Answers are provided by S. Derrin Watson, JD, APM

Is a Professional Employer Organization a "co-employer" with its customer companies?

(Posted November 24, 1999)

Question 37: The National Association of Professional Employer Organizations (NAPEO) says a Professional Employer Organization (PEO) is a "co-employer" with its customer companies. If a PEO wants to establish a retirement plan and cover these individuals who are "co-employed" by both the PEO and the customer company, does it have to be a multiple-employer plan with the customer company or can it be a single-employer design? In addition, what other issues will need to be addressed with PEOs with regards to retirement plan design?

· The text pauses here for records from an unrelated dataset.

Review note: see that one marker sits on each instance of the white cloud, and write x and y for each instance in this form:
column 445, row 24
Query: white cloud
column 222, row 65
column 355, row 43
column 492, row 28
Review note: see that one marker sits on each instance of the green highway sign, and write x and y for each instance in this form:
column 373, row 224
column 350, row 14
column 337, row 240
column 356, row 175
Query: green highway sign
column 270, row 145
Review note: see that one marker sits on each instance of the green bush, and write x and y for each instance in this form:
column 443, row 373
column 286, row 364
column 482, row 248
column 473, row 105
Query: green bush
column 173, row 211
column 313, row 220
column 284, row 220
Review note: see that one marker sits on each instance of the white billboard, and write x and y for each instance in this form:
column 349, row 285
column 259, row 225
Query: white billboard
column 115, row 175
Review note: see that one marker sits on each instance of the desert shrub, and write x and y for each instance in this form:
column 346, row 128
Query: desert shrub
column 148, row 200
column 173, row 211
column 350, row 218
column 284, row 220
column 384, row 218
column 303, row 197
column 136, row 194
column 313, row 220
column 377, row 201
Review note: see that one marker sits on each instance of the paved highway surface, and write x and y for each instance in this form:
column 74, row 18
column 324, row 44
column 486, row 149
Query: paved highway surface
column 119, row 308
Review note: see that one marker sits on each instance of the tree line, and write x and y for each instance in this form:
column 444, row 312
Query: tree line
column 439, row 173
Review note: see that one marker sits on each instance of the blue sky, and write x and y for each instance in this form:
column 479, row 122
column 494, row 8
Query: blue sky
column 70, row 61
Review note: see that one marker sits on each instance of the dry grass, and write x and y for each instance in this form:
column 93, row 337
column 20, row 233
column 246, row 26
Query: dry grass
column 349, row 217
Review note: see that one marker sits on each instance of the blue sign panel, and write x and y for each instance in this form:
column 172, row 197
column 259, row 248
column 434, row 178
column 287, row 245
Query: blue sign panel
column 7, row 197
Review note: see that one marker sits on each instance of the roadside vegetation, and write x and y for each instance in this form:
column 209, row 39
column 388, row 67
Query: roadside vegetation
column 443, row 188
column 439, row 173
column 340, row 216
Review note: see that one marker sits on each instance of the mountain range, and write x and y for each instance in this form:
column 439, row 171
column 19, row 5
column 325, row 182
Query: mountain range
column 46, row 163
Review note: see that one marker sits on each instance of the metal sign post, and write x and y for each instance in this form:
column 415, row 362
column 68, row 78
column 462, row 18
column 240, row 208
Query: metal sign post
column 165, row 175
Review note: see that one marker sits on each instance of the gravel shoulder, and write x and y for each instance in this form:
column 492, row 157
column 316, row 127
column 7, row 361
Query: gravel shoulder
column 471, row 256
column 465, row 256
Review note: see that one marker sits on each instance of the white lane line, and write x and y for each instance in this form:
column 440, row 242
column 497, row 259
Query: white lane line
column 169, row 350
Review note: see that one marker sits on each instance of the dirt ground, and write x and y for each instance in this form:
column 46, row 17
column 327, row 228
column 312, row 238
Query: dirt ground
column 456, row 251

Answer: The real question is whether NAPEO is correct in its characterization. There are many court decisions which indicate that such "co-employer" treatment is highly suspect. See Q&A 34 of this column for a more detailed discussion.

The real question is not how NAPEO regards the PEO relationship. The real question is how the IRS and the courts regard it. At the moment, one of three arrangements apply:

  1. The client organization is the true common law employer and the PEO is a mere bookkeeping service. Case after case has found this to be the relationship. In this case, the PEO cannot sponsor a plan covering the workers because it would violate the exclusive benefit rule. However, if it wanted to provide a plan, it could cosponsor the plan with the client organization. All testing should be done at the client level.

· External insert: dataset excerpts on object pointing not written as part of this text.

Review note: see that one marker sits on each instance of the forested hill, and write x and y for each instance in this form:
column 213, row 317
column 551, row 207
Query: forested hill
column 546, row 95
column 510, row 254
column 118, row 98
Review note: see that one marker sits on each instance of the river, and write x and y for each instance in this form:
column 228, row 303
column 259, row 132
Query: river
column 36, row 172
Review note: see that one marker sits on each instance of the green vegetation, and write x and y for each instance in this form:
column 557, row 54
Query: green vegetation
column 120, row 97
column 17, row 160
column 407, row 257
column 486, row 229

  2. The PEO is the true common law employer. In that case, the PEO can cover the workers under a plan, without needing a cosponsorship arrangement. Regardless of whether the PEO covers them, the workers could be leased employees of the client organization (likely would be if they satisfied the substantially full-time standard) and could be covered under a plan set up by the client organization as well.

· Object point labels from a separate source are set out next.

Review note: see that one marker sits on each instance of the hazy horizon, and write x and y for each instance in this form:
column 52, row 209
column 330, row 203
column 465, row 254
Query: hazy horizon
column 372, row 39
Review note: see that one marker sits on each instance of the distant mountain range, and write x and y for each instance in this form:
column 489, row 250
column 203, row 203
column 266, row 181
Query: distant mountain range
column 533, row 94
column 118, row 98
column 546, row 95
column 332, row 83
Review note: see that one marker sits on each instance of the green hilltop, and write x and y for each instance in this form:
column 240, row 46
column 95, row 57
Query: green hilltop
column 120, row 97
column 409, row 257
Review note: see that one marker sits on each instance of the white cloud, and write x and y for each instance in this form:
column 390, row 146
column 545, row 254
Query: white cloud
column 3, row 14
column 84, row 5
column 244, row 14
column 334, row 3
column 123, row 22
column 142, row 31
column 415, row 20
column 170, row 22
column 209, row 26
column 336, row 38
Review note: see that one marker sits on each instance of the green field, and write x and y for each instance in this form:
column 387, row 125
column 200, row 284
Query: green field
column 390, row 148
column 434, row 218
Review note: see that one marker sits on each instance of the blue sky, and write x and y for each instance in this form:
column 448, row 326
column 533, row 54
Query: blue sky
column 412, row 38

  3. The PEO and its customer are both the employer (as NAPEO so devoutly desires, and as the Microsoft case intimated might be the case in some circumstances). In that case, the worker has two employers for the same task, and either or both may cover the worker under a plan they sponsor.
These issues are discussed in more detail, complete with charts outlining the consequences to each organization, in Chapter 4 of my book, Who's the Employer?.


Important notice:

Answers are provided as general guidance on the subjects covered in the question and are not provided as legal advice to the questioner or to readers. Any legal issues should be reviewed by your legal counsel to apply the law to the particular facts of this and similar situations.

The law in this area changes frequently. Answers are believed to be correct as of the posting dates shown. The completeness or accuracy of a particular answer may be affected by changes in the law (statutes, regulations, rulings, court decisions, etc.) that occur after the date on which a particular Q&A is posted.